Taking everything into account, ASA/LSA requires two basic mechanisms in the Radio Access Network RAN:                Preparation task: configuration of all necessary parameters at Base Stations BS; and        Steering task: activation and de-activation of ASA/LSA spectrum at Base Stations BS.        
Both mechanisms are typically based on operation and maintenance tasks using a push or pull mechanism between the Base Stations and the Operations Support System OSS infrastructure. FIG. 1 shows how the preparation and steering tasks are embedded in the ASA/LSA concept.
Before ASA/LSA spectrum can be used in a RAN the preparation task as shown in FIG. 1 has to be finished. Based on mobile network planning data (e.g.

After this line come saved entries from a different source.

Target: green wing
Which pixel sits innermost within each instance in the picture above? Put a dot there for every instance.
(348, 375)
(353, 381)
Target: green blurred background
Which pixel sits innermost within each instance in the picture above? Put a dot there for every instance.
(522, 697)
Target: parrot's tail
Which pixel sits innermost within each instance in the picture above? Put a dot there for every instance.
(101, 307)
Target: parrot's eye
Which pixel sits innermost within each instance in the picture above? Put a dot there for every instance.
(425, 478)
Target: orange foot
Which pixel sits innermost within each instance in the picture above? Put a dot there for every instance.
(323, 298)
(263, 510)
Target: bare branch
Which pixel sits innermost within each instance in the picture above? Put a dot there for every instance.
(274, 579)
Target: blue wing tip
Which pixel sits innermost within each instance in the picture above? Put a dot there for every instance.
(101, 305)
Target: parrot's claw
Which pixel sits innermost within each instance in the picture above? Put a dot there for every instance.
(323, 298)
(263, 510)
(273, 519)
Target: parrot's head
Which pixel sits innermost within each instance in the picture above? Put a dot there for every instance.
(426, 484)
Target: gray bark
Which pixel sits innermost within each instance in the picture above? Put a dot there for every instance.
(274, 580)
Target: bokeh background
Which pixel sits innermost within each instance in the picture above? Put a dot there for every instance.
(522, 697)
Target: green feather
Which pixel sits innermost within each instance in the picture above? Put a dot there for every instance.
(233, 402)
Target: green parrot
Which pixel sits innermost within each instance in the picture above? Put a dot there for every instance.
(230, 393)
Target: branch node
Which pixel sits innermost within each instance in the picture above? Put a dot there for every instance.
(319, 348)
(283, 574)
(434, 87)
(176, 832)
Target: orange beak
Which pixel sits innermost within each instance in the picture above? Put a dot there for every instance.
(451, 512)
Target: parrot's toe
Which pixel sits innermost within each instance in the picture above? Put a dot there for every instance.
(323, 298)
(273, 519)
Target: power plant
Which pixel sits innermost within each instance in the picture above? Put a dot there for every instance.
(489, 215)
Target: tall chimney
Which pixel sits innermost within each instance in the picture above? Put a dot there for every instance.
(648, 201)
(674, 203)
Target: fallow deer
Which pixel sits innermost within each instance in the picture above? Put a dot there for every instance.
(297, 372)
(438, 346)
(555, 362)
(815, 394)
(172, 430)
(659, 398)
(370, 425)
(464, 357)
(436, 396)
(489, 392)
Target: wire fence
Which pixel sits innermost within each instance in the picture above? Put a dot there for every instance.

Base Station locations, propagation models, performance measurement data (KPIs), and configuration details of a mobile operator's Radio Access Network (RAN)) and ASA/LSA license definitions (e.g. geographical ASA/LSA license area, ASA/LSA spectrum, usage and lead times, and ASA/LSA reservation areas with respective transmitter/receiver characteristics), the Base Stations and their respective cells are identified for the use of the ASA/LSA spectrum. In a second step the Mobile Operator determines all cell configuration parameters for the ASA/LSA spectrum and deploys these configuration data to the respective Base Stations. As a result the Mobile Network is now prepared to use the ASA/LSA spectrum in the ASA/LSA license area.
The steering task provides methods to activate and de-activate the ASA/LSA spectrum at the BS according to the negotiated rules between the MNO (ASA/LSA licensee) and the incumbent operator (“Incumbent”). There are different methods and options possible how the Incumbent informs the MNO about spectrum ASA/LSA requests or offerings, but common to all of them is that the status of ASA/LSA spectrum availability is stored at the ASA/LSA Repository (ALR). From there, the ASA/LSR spectrum is activated/deactivated e.g. via ALC, ASA/LSR spectrum controller, and optional nodes, as shown in FIG. 1.
It is well known that network planning data, especially location and propagation information of Base Stations are of high value, and MNOs are not willing to share this information with other parties. The same applies to the Incumbent and its details on ASA/LSA spectrum usage. As by today the ASA/LSA concept does not include a solution which allows avoiding sharing of deployment data between LSA/ASA parties.